Scaling brings all features to a similar scale, which aids in the interpretation of the coefficients.

### Notes on Scaled Model:
- **Coefficients (Scaled):**
    - After scaling, each coefficient indicates the change in the Performance Index for a one standard deviation change in that feature.
    - This standardization makes it easier to compare the relative importance of features.
    - For example, a higher coefficient means that feature has a larger effect on the target, per standard deviation change.

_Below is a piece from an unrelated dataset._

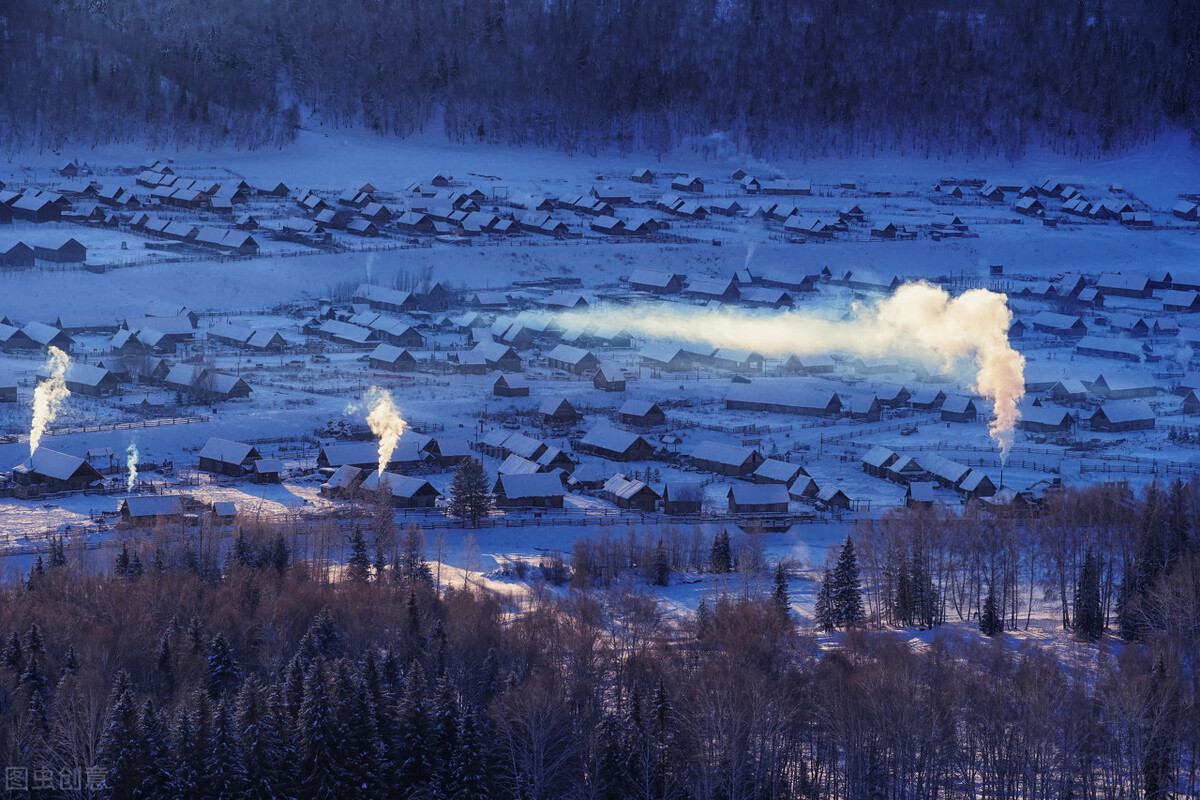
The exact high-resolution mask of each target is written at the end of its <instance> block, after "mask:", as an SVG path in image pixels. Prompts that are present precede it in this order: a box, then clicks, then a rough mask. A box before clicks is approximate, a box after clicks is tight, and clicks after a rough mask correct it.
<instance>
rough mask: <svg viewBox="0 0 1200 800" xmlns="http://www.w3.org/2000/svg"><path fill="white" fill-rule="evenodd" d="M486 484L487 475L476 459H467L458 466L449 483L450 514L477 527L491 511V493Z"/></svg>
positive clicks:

- **R² and RMSE Comparison:**
    - Often the overall performance metrics (R² and RMSE) do not change dramatically after scaling for linear regression.
    - However, scaling is essential for interpreting the model coefficients correctly, especially when features are on different scales.
    - It is also a critical preprocessing step for many other algorithms.

# Conclusion
In this demo, we:
- Built and evaluated a linear regression model on unscaled data.
- Re-trained the model after applying feature scaling.
- Observed that while overall performance metrics (**MSE** and **R²**) may be similar, scaling is crucial for the interpretability of model coefficients and for ensuring that features contribute in a balanced way.
  
### Key Takeaways:
- **Coefficients:** On unscaled data, coefficients are tied to the original units, which can be hard to compare.
  After scaling, coefficients represent the effect of a one standard deviation change in the feature.
- **R² Score:** Reflects the proportion of variance in the target variable explained by the model.
- **MSE (and RMSE):** Lower values indicate better model performance; RMSE provides an error measure in the target's units.

This process reflects the "remember-formulate-predict" approach in machine learning.